À MON AMI M. P. MÉRIMÉE


....May my fears
My filial fears be vain !

Coleridge.


Ainsi, plongé longtemps au plus bas de l’abîme,
Enfermé dans la fosse où je niais le Ciel,
Ainsi le repentir descendait sur mon crime,
Et je sortais vivant, pareil à Daniel !

Ainsi, pauvre Joseph, du fond de ma citerne
Appelant vainement mes frères par leurs noms,
Puis vendu comme esclave, et dans une caverne
Mêlé, pâtre moi-même, à d’impurs compagnons,

Cru mort de tous, pleuré de ma tribu chérie,
Ainsi l’ombre sortait un jour de mon chemin ;
Dieu disait de couler à la source tarie ;
Et j’embrassais encor Jacob et Benjamin !

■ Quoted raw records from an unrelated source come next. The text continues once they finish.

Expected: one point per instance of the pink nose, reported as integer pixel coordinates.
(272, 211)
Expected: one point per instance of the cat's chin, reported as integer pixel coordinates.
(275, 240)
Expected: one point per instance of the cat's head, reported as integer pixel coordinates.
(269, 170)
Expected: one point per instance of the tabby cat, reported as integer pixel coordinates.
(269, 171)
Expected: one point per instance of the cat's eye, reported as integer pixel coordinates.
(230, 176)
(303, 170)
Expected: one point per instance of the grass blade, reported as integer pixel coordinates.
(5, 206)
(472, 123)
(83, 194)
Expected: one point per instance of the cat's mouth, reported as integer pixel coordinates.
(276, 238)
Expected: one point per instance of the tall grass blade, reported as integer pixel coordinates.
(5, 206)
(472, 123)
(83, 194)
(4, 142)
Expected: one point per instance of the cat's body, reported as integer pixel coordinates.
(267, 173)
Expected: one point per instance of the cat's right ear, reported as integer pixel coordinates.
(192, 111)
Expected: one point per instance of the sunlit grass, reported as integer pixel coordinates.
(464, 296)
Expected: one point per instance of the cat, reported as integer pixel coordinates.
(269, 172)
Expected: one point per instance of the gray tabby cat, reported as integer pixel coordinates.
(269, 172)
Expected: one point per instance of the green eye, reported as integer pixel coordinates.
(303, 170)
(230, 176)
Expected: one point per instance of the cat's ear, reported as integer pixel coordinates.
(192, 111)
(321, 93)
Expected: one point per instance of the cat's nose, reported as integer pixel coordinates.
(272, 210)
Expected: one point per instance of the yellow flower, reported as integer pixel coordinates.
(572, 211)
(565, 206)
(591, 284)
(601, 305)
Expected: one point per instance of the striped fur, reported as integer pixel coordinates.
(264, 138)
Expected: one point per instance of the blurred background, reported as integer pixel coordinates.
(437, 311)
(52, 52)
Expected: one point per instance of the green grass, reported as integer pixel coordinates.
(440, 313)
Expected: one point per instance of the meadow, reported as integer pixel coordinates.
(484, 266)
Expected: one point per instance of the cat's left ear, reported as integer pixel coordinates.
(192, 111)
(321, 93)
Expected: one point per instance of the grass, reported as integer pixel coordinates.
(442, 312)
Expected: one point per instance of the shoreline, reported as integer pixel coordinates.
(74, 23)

Aujourd’hui donc, heureux dans l’humaine misère,
Dans le sentier du bien remonté par degrés,
De peur de retomber (car mon âme est légère)
Je veille sur mes sens, et les tiens entourés.

Du mal passé je crains de réveiller la trace :
Une sainte amitié m’enchaîne sous sa loi ;
L’art occupe mon cœur, ne laissant jour ni place
Aux funestes pensers d’arriver jusqu’à moi.